Scratching and Scraping

Winter Twigs
(Based on Geoff Kersey's Trees, Woodlands and Forests)
Watercolour on Paper
18cm x 15cm (7" x 6")

This is my interpretation of another demonstration from Geoff Kersey's third programme about “Trees, Woodlands and Forests” on The Painting and Drawing Channel.

In this demonstration, Geoff painted a dark background and then used a craft knife to scrape the branches and twigs out of the wet paint. He finished by continuing the branches on the white paper.

Timing is everything with this technique. If you scrape too early, the paint fills up the line. If you leave it too late the paint dries and will not scrape out in the same way.

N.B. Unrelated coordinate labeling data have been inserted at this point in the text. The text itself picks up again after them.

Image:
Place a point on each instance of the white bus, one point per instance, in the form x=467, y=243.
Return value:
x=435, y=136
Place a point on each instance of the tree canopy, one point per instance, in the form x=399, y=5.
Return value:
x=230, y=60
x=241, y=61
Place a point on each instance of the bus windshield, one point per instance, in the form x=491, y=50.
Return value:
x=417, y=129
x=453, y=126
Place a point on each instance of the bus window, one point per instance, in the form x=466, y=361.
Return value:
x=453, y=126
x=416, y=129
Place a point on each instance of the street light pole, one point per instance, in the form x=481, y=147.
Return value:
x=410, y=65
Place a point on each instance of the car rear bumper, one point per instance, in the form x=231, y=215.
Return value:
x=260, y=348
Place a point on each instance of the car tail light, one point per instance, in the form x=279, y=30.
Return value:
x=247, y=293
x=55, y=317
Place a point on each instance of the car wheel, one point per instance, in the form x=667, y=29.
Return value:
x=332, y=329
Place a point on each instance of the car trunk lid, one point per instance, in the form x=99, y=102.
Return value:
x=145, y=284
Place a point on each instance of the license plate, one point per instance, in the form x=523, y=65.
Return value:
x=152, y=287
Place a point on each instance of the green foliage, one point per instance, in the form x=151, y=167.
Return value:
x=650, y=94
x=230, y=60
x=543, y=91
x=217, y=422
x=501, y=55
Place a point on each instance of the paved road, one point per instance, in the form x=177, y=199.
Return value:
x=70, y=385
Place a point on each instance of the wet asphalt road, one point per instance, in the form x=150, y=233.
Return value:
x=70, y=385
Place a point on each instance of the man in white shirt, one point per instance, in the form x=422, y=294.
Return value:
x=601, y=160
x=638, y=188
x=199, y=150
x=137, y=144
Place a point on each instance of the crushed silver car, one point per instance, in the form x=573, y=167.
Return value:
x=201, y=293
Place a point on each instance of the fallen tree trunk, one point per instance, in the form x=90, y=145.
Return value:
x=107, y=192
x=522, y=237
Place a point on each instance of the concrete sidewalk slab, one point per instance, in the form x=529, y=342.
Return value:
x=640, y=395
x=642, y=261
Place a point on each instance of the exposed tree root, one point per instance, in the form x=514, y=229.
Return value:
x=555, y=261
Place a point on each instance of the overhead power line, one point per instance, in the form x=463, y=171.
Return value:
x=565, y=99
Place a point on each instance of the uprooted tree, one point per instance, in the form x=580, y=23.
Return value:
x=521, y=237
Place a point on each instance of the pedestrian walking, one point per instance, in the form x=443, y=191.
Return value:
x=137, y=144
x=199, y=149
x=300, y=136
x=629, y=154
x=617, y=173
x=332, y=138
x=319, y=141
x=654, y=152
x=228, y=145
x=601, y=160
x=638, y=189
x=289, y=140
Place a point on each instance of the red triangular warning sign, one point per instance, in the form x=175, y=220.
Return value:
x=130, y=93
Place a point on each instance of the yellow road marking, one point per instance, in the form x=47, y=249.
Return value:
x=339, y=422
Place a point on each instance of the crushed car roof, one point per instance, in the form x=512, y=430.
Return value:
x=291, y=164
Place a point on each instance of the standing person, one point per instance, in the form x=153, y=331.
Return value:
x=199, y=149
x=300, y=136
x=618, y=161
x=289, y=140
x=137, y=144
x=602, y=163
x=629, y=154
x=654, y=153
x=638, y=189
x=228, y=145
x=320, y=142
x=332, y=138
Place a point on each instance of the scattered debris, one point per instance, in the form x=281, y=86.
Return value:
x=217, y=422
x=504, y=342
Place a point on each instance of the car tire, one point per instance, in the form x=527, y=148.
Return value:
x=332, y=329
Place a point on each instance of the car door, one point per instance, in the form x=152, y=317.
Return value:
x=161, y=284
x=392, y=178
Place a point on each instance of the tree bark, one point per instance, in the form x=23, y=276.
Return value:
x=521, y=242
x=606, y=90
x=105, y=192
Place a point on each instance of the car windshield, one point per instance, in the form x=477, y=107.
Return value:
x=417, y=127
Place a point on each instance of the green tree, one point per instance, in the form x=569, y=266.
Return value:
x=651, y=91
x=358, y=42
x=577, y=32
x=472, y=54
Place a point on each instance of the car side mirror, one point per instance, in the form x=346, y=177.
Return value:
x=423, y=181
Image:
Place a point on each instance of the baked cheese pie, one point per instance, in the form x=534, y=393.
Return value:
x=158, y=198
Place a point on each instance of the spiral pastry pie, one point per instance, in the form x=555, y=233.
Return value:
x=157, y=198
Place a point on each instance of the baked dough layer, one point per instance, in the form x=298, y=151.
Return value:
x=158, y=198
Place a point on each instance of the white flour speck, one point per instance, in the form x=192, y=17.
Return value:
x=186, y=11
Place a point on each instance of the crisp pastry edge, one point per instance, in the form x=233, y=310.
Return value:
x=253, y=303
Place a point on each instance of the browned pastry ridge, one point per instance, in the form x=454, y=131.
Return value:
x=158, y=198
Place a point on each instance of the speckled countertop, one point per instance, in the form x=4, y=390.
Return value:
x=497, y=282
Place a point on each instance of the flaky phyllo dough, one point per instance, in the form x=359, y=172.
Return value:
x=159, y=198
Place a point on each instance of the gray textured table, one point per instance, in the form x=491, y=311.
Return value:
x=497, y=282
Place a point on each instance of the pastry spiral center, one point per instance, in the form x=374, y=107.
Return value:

Geoff used the craft knife to create a variety of line thicknesses, but I found it easier to use a pointed piece of plastic to scrape out the thicker lines. This is a tool recommended for the technique by Ann Blockley in her book “Watercolour Textures”.

Ann differentiates between the techniques of scraping (removing wet paint) and scratching (removing dry paint). Scraping wet paint creates the types of marks shown in the picture on this post.  Scratching off dry paint leaves a bright white highlight and requires a delicate touch to avoid gouging chunks out of the paper.